Stability.AI, the company that develops Stability Diffusion, roll out A new version of the AI model will be launched in late November. A spokesman said the original model had security filters in it, which Lensa does not appear to use because it removes those outputs. One way Stable Diffusion 2.0 filters content is by removing frequently repeated images. The more repetitions, such as Asian women in pornographic scenes, the stronger the association in the AI model.
Caliskan has Learned CLIP (Contrastive Language Image Pretraining), this is a system that helps Stable Diffusion generate images. CLIP learns to match images in a dataset to descriptive text cues. Caliskan found it rife with problematic gender and racial bias.
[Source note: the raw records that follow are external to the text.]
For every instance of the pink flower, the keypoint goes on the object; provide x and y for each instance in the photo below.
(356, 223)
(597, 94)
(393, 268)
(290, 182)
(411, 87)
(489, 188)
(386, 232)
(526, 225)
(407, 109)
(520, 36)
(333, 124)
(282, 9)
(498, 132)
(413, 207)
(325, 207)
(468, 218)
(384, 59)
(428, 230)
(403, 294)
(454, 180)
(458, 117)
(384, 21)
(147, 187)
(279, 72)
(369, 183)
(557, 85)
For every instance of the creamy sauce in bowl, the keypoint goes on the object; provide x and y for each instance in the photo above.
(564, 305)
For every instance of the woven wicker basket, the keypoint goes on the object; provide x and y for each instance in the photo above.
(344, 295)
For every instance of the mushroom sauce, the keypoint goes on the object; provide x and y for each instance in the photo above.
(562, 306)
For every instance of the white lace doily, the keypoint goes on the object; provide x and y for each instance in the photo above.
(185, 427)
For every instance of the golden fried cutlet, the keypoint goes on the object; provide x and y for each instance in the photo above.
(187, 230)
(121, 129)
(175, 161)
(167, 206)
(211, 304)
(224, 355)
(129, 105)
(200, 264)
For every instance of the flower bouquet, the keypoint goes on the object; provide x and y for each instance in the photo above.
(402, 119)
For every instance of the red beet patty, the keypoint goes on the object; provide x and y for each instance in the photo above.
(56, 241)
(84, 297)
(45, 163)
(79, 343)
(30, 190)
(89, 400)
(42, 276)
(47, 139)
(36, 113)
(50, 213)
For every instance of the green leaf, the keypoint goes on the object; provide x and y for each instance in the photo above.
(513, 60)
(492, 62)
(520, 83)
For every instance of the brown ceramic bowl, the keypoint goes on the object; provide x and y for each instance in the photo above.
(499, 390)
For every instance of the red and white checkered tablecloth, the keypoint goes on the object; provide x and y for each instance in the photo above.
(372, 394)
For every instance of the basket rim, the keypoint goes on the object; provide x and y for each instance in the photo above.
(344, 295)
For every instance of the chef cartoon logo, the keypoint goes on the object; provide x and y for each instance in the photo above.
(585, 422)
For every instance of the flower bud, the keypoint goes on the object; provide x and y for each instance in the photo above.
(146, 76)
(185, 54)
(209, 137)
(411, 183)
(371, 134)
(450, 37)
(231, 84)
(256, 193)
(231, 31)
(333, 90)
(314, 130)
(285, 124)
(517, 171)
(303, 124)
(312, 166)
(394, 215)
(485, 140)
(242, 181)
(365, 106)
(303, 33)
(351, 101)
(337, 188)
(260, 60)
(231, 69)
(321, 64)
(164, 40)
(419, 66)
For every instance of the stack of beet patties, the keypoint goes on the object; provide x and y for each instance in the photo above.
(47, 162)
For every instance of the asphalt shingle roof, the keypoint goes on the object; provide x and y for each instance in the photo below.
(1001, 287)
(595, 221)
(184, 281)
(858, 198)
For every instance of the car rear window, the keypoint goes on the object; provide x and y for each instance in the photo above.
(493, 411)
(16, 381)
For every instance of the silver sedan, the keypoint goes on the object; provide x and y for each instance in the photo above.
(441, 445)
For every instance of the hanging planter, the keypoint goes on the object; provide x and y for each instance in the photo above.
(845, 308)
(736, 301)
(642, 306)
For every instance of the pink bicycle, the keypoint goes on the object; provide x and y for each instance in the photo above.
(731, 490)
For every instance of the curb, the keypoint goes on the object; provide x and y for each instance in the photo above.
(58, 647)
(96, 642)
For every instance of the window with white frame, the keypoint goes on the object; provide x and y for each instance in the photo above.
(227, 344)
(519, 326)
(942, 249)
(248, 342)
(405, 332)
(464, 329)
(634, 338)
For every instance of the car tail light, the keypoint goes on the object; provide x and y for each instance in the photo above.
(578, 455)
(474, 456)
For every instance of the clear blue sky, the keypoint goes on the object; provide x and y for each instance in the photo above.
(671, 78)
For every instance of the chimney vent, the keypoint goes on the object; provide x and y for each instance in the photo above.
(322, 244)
“Women are associated with sexual content, whereas men are associated with professional, career-related content in any important field, such as medicine, science, business,” Caliskan said.
Interestingly, when my photo was passed through the male content filter, my Lensa avatar was more realistic. I got an avatar of myself with clothes(!) and a neutral pose. In several photos, I’m wearing a white coat that seems to belong to a chef or doctor.
But it’s not just a matter of training data.Companies developing these models and applications make active choices about how their data is used, said Ryan Steed, a doctoral student at Carnegie Mellon University who has studied Bias in Image Generation Algorithms.
“Someone has to choose the training data, decide to build the model, decide whether to do something to mitigate these biases,” he said.
The app’s developers have chosen that male avatars can appear in space suits, while female avatars get cosmic thongs and fairy wings.
A spokesperson for Prisma Labs said the “sporadic sexualization” of photos happened to people of all genders, but in different ways.